I am here today to put before you a new challenge: the challenge of adding the issue of displacement on your agenda. In Mozambique there are 1.5 million people who are returning home after years in exile or displacement, people who would like to participate in re-building their country, people who have an important contribution to make to development. In Afghanistan, 2.5 million refugees have returned, and another 3.5 million refugees are still waiting in Pakistan and Iran. In Eritrea, Ethiopia, maybe soon Georgia, hundreds of thousands of people will be returning to their homes, eager to rebuild their lives and their country. Still others, in numerous other countries, seek a release from the horrendous cycles of wars and disasters that plague their regions. In the former Soviet Union, the risks of large-scale displacement are enormous. The way these movements of people are managed will directly affect issues of stability, security and economic progress in that part of the world.
Half a century has passed since the birth of the Bretton Woods institutions. Anniversaries are not only times to remember the achievements of the past, but also occasions to look at the challenges of the future. When the Bretton Woods institutions were born fifty years ago, they faced a world devastated by war. Fifty years later, the world is confronted again with a similar challenge of rehabilitation and reconstruction, as many war torn countries make valiant, sometimes faltering, efforts towards peace and reconciliation. It is necessary, indeed imperative, to help these countries and communities to rebuild themselves and resume responsibility for their citizens.
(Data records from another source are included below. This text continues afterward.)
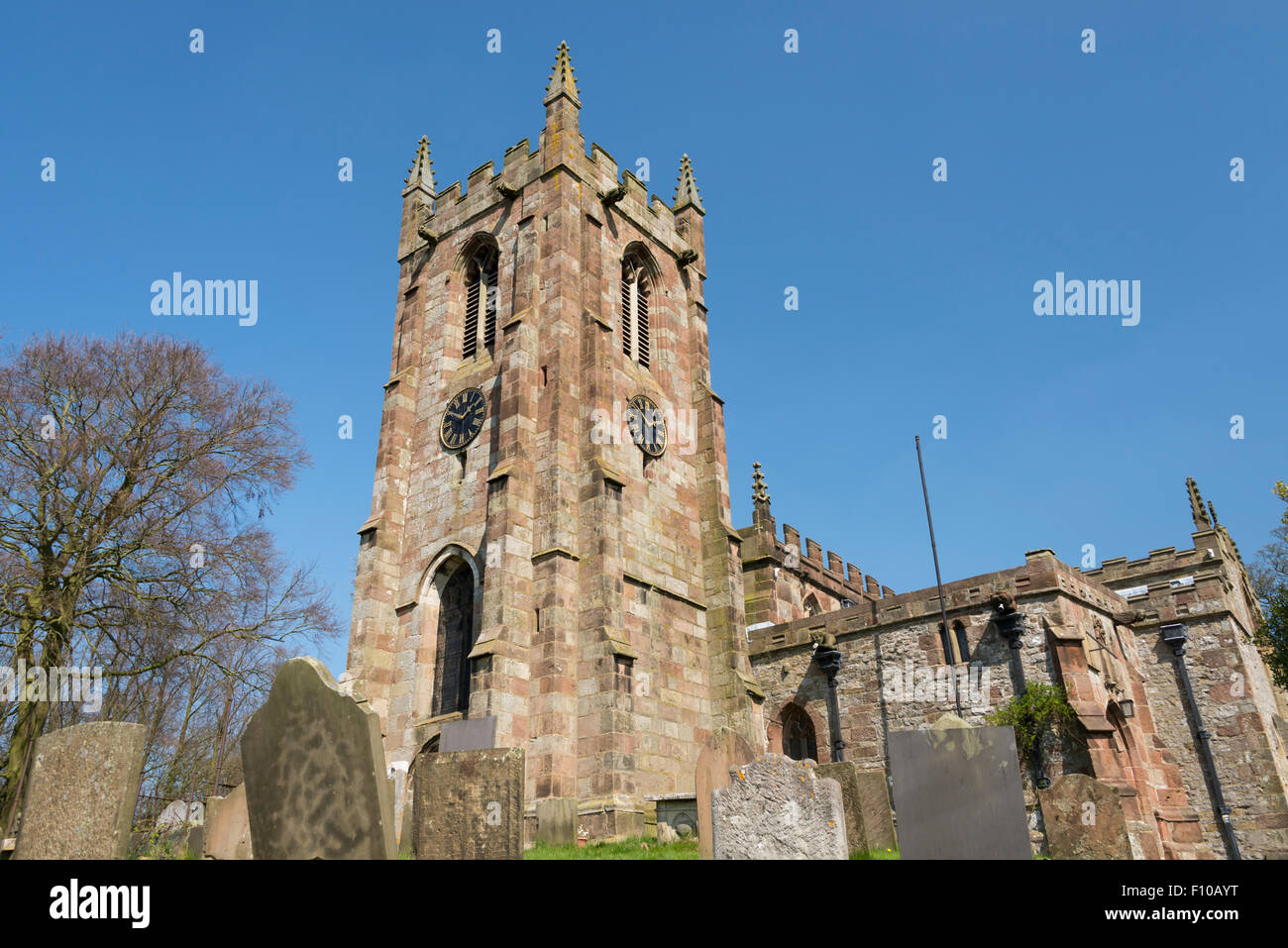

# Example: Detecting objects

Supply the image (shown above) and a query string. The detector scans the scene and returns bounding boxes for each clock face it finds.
[438,389,486,451]
[626,395,666,458]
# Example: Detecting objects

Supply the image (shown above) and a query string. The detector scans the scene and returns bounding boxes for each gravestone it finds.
[1038,774,1130,859]
[695,728,756,859]
[13,721,147,859]
[851,771,899,853]
[156,799,206,832]
[205,784,255,859]
[242,658,396,859]
[711,754,850,859]
[889,715,1033,859]
[438,717,496,754]
[537,796,577,846]
[412,747,523,859]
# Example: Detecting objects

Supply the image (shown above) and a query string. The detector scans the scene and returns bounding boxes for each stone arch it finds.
[781,703,818,761]
[415,544,483,721]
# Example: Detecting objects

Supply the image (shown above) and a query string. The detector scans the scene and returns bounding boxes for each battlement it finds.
[748,550,1127,656]
[774,523,894,599]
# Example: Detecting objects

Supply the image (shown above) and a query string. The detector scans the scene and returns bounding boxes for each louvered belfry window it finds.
[461,246,498,358]
[622,257,649,369]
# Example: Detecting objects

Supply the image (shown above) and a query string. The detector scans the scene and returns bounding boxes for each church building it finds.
[345,44,1288,858]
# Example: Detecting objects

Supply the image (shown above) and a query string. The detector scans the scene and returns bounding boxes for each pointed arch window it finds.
[782,704,818,760]
[939,621,970,665]
[622,254,652,369]
[461,244,499,358]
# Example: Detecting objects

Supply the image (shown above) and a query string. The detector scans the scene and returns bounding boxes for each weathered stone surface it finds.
[656,793,698,840]
[855,771,899,853]
[1038,774,1132,859]
[711,754,850,859]
[156,799,206,832]
[205,784,254,859]
[890,720,1033,859]
[695,728,756,859]
[412,747,524,859]
[537,796,577,846]
[242,658,396,859]
[816,760,894,853]
[14,721,147,859]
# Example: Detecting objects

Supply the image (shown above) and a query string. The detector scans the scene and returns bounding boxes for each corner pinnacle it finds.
[403,136,434,194]
[671,155,707,214]
[544,43,581,108]
[1185,477,1212,529]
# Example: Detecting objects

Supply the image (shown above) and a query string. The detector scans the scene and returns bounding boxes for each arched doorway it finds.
[783,704,818,760]
[430,562,474,716]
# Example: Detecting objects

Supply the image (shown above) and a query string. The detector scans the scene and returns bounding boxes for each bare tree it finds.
[0,334,336,825]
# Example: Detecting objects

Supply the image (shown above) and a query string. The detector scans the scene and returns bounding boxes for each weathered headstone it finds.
[711,754,850,859]
[850,771,899,853]
[889,715,1033,859]
[815,760,871,853]
[537,796,577,846]
[1038,774,1130,859]
[242,658,396,859]
[695,728,756,859]
[438,717,496,754]
[205,784,254,859]
[13,721,147,859]
[156,799,206,832]
[412,747,523,859]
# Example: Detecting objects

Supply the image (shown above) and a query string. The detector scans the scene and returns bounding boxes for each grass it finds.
[523,836,698,859]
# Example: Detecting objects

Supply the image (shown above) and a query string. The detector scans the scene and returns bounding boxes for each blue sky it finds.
[0,3,1288,671]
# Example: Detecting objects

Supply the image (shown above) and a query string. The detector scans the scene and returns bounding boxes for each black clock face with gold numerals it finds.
[626,395,666,458]
[438,389,486,451]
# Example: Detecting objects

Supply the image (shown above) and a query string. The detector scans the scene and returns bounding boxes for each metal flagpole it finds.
[914,434,962,717]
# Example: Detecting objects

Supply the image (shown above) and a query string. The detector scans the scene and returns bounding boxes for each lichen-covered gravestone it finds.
[1038,774,1130,859]
[711,754,850,859]
[242,658,396,859]
[693,728,756,859]
[412,747,523,859]
[13,721,147,859]
[206,784,254,859]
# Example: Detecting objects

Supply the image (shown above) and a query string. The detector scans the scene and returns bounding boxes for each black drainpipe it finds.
[993,593,1051,790]
[1159,622,1243,859]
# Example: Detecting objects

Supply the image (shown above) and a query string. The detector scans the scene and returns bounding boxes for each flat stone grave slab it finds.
[889,715,1033,859]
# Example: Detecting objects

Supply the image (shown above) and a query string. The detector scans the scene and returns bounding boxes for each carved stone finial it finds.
[545,43,581,108]
[808,630,836,652]
[1185,477,1212,529]
[751,461,769,510]
[988,590,1018,614]
[403,136,434,194]
[671,155,707,214]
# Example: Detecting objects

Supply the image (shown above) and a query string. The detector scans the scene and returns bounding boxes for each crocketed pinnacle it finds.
[751,461,769,510]
[545,43,581,108]
[403,136,434,193]
[671,155,707,214]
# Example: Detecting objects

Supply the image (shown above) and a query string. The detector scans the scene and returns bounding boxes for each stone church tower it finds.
[347,44,764,836]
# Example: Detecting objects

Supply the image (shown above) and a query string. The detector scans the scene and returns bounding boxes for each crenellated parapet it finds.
[738,464,894,626]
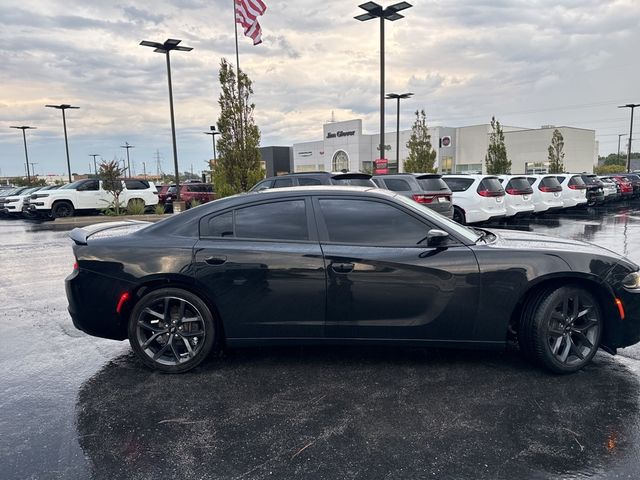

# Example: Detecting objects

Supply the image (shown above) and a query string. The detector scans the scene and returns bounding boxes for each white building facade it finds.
[293,119,598,173]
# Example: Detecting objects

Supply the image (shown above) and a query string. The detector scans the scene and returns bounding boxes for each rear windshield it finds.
[506,177,533,192]
[540,177,562,191]
[443,177,473,192]
[333,178,376,187]
[569,175,585,185]
[478,177,502,192]
[582,175,599,185]
[418,178,449,192]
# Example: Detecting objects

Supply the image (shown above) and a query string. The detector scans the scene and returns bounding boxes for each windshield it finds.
[394,194,482,243]
[418,178,449,192]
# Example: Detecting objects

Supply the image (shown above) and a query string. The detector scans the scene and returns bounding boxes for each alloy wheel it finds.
[547,290,600,367]
[135,296,206,366]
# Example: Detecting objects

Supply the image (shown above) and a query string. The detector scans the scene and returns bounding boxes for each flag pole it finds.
[233,0,244,154]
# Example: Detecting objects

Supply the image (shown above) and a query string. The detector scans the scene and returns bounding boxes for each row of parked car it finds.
[0,172,640,224]
[245,172,640,224]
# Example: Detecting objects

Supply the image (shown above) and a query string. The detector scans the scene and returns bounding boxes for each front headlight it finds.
[622,272,640,290]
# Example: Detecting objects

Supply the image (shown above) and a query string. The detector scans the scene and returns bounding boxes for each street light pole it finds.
[386,92,413,172]
[120,142,136,177]
[618,103,640,173]
[354,2,411,171]
[89,153,100,178]
[11,125,36,185]
[45,103,80,183]
[140,38,193,202]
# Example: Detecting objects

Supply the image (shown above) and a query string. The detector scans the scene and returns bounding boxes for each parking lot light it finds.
[45,103,80,183]
[140,38,193,202]
[11,125,36,185]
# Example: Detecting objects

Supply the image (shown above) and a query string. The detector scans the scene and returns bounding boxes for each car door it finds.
[195,197,326,339]
[314,196,479,340]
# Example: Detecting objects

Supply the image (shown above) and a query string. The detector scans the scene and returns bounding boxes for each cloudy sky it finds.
[0,0,640,176]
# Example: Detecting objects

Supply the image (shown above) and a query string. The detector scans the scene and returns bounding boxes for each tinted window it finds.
[320,199,429,246]
[443,178,473,192]
[418,178,449,192]
[384,178,411,192]
[540,177,562,191]
[235,201,309,240]
[251,180,273,192]
[478,177,502,192]
[202,212,233,237]
[273,177,293,188]
[298,177,322,186]
[507,177,533,192]
[124,180,149,190]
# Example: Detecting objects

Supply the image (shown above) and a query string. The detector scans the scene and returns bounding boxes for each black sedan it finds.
[66,187,640,373]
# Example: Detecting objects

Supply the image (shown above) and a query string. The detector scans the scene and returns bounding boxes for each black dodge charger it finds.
[66,187,640,373]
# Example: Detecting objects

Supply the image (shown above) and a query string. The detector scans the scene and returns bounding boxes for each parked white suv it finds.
[527,174,564,213]
[498,175,534,217]
[556,173,587,208]
[442,175,507,224]
[29,179,158,218]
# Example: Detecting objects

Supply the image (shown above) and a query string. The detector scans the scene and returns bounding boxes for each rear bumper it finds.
[65,269,133,340]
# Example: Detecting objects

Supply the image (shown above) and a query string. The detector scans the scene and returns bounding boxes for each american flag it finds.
[234,0,267,45]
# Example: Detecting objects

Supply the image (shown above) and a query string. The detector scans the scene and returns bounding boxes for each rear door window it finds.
[319,198,429,246]
[273,177,293,188]
[443,178,473,192]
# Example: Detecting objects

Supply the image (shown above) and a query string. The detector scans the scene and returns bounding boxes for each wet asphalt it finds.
[0,201,640,480]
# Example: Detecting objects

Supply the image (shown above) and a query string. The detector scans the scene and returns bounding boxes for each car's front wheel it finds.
[519,285,603,373]
[128,288,216,373]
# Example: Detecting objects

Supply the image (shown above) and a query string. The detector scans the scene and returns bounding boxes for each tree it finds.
[213,58,264,198]
[98,158,123,215]
[484,117,511,175]
[404,110,436,173]
[548,128,564,173]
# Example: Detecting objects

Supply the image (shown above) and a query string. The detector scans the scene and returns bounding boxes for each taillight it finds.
[478,190,504,197]
[411,194,435,203]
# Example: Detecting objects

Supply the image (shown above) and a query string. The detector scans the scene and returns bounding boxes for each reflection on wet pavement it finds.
[0,202,640,479]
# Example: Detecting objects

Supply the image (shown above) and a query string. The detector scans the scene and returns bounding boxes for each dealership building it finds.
[292,119,598,173]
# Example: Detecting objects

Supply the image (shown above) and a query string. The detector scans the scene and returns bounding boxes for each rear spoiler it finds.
[69,220,152,245]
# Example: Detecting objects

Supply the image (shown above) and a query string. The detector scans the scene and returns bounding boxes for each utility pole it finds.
[618,103,640,173]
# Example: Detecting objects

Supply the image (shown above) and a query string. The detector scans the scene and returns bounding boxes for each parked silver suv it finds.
[373,173,453,218]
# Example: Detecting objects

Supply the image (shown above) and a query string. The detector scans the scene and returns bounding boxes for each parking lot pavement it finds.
[0,202,640,479]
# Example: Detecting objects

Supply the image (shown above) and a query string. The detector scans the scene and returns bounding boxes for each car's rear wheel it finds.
[128,288,216,373]
[519,285,603,373]
[453,207,467,225]
[51,201,75,218]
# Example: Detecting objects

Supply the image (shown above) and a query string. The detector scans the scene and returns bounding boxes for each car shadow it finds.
[76,346,640,479]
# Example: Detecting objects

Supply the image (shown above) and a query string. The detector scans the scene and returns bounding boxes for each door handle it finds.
[204,255,227,265]
[331,263,355,273]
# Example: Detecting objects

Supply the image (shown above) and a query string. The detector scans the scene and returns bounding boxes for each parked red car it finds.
[158,182,216,209]
[610,175,633,199]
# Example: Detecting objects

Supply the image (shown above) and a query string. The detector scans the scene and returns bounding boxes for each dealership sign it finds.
[327,130,356,138]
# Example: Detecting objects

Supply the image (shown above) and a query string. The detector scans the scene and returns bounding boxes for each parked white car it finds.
[442,175,507,224]
[556,173,587,208]
[498,175,534,217]
[527,174,564,213]
[29,179,158,218]
[0,187,42,217]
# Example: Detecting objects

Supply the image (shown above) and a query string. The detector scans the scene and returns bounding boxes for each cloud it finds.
[0,0,640,174]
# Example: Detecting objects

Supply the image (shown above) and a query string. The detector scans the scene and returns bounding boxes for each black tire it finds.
[51,200,75,218]
[518,285,603,373]
[128,288,217,373]
[453,207,467,225]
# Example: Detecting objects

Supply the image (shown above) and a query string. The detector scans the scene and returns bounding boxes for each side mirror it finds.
[427,228,449,245]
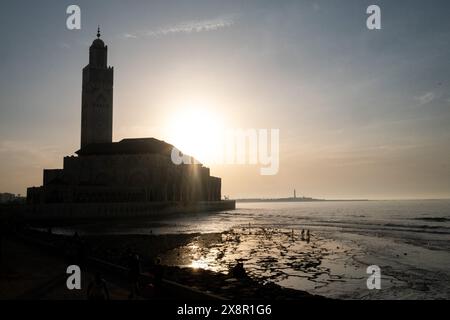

The challenge of reconstruction, I should stress, is not only one of infrastructural and environmental projects, but include also such efforts as strengthening democratic institutions, and reintegrating returning refugees, displaced persons and demobilized soldiers. Building world peace is a responsibility which is not limited to political and humanitarian organisations, like the UN and UNHCR, but includes, most critically, the Bretton Woods institutions.
The tasks before us are daunting. But they are not impossible. To link humanitarian concerns with development in the promotion of peace, stability, economic growth and social well-being is a tremendous responsibility. But at the end of the day, we can make a big difference by striving together. My Office and I look forward to working with you.